Artist, Landings Nine (Translated from Spanish)
“There are no other projects like landings in this region. This is why landings is so important.”

Kendra Griffith, Reporting
For the last four years, the contemporary art initiative known as Landings has been making its way around the world.

Yasser Musa, Artist
“Landings involves nine exhibitions, it’s a project that has taken five years by the time it will be completed next year March. It involves one forum which we completed this week here in Belize City, one curator, Joan Duran; nine full catalogue books that you can see from number one the red, number two the yellow, grey, green, blue, white and right up until the recent landings turquoise I think is the colour. Landings involves over fifty artists from three regions: the Caribbean, Central America and the Yucatan Peninsula. It involves artists that come from over fourteen countries.”
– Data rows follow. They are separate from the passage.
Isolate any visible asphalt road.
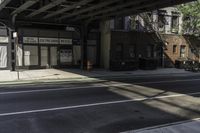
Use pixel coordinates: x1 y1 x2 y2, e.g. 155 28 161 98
0 75 200 133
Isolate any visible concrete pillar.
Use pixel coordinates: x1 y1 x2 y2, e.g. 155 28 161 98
100 21 111 69
81 24 89 70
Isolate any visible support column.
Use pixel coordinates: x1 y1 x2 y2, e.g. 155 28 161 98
81 24 89 70
10 14 18 71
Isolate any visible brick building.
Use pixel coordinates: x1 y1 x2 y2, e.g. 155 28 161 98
101 7 200 70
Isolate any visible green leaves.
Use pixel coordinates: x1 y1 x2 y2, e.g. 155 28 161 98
177 0 200 34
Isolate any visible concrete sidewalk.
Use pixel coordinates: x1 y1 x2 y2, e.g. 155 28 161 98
123 119 200 133
0 68 194 82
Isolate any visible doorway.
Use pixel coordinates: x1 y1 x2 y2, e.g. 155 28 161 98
0 46 8 69
40 46 49 68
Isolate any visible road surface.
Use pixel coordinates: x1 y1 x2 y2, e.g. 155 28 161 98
0 74 200 133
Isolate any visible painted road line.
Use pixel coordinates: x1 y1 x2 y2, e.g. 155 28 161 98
0 79 200 95
121 118 200 133
0 92 200 117
0 84 130 95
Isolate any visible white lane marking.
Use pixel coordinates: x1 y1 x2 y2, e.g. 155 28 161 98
135 79 200 84
0 84 131 95
121 118 200 133
0 92 200 117
0 79 200 95
0 79 200 95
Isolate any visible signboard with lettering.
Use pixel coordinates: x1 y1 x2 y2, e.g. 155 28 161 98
39 38 59 44
23 37 73 45
0 37 8 43
60 38 72 45
23 37 38 44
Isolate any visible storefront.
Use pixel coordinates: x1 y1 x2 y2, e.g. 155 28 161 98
16 29 77 69
16 28 100 69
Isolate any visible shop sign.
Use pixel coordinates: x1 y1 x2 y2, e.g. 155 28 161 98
39 38 59 44
87 40 97 45
23 37 38 44
60 38 72 45
0 37 8 43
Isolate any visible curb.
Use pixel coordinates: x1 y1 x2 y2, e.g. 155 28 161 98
0 73 194 86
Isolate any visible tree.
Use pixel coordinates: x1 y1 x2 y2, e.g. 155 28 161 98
177 0 200 35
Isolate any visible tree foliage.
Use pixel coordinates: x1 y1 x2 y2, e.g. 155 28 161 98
178 0 200 35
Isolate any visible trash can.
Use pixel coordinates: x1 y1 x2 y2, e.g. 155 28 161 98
175 60 187 69
87 60 93 71
140 58 158 70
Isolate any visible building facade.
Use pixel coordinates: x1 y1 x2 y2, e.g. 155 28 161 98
101 7 200 70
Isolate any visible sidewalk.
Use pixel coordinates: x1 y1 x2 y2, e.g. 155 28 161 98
0 68 194 83
123 119 200 133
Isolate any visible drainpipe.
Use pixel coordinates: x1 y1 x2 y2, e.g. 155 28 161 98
11 14 17 74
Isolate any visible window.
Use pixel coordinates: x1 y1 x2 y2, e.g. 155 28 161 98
115 17 125 30
24 46 38 66
171 15 179 33
147 45 154 58
116 43 123 60
180 45 186 58
173 45 177 54
158 10 168 32
129 45 135 58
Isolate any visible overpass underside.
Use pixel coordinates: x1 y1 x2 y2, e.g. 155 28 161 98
0 0 193 70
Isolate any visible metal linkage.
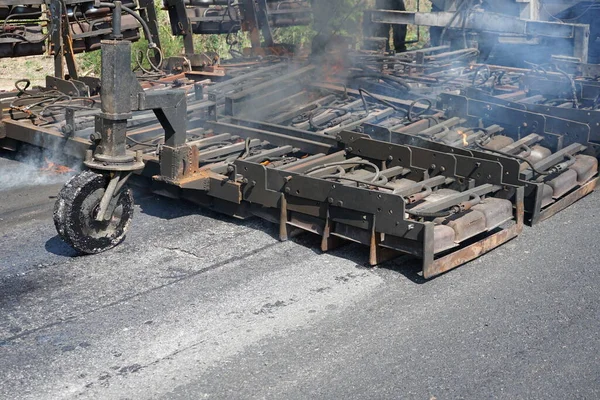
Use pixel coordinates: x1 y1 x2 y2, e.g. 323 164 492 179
364 94 598 225
145 122 523 278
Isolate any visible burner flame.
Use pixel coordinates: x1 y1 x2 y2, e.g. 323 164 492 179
458 131 469 146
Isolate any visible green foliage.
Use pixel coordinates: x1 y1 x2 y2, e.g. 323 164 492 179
77 0 431 75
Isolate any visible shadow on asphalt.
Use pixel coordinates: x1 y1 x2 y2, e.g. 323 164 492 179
44 235 80 257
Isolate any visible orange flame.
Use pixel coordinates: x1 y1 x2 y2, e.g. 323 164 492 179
40 158 73 175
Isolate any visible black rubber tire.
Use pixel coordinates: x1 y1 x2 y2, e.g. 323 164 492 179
53 171 133 254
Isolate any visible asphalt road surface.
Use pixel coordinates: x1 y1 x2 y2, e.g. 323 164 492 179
0 154 600 400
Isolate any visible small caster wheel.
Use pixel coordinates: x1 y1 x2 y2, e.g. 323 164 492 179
54 171 133 254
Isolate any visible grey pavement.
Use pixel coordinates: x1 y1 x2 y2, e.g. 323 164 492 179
0 158 600 400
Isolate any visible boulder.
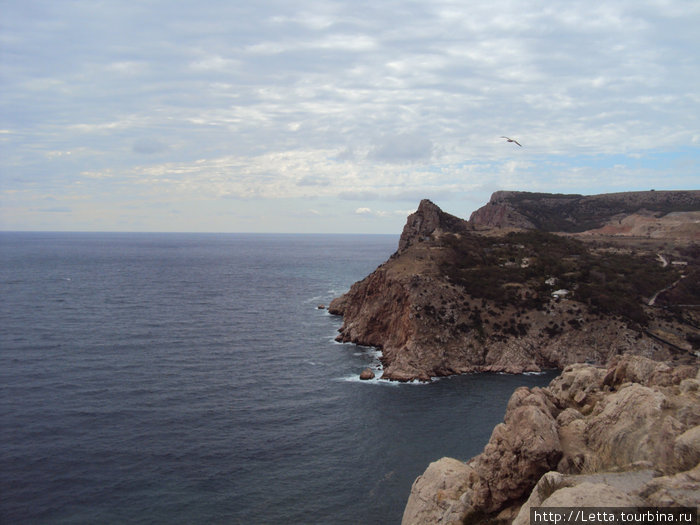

According to artist and curator, Joan Duran, Landings is an attempt to change society’s perception of art.

Joan Duran, Curator
“Who is supposed to fight for art? Engineers? The guys from public works? Health workers? No, we the artist are those that are supposed to be fighting and fighting, it means to create. Yesterday were talking about must we define a kind of a manual of what to do for young artists to confront society and get away with, to try to bend society to make sure that society understands that art is important.”

The project has impacted not only the over a hundred and fifty thousand visitors who attended the exhibitions, but also the artists involved in it.

Yasser Musa
“For me as an artist, this has been the most rewarding project of my artistic career. Why? Because for the first time, I was able to make contact and communicate with other artists from the region, Central America, the Caribbean, the Yucatan Peninsula; this has never happened before, not for me and not for Belize.”

Next year Landings will come full circle, but that doesn’t mean the concept will die.

Yasser Musa
“I have always advocated that at the end of the tenth Landings we pull the plug, we disconnect ourselves from our own nostalgia, from our own memory. This is for me—and I always try to tell this to younger artists—the most difficult thing about being an artist is your ability to remember. You have to try and disconnect that in order to look forward and I believe that once the dust has settled on all ten exhibitions, we will be able to regroup the next generation. Unfortunately, I am getting older now, but the next generation will be making better contemporary art and I am very confident they will be able to do that.”

Carriana Castillo, Artist (Translated from Spanish)
“This forum right here has been the last explosion to us starting to work on our own communities.”

The final Landings exhibition will be held in March 2009 in Badajoz, Spain. Kendra Griffith reporting for News Five.

No exhibition was curated for Landings Nine.


Viewers please note: This Internet newscast is a verbatim transcript of our evening television newscast. Where speakers use Kriol, we attempt to faithfully reproduce the quotes using a standard spelling system.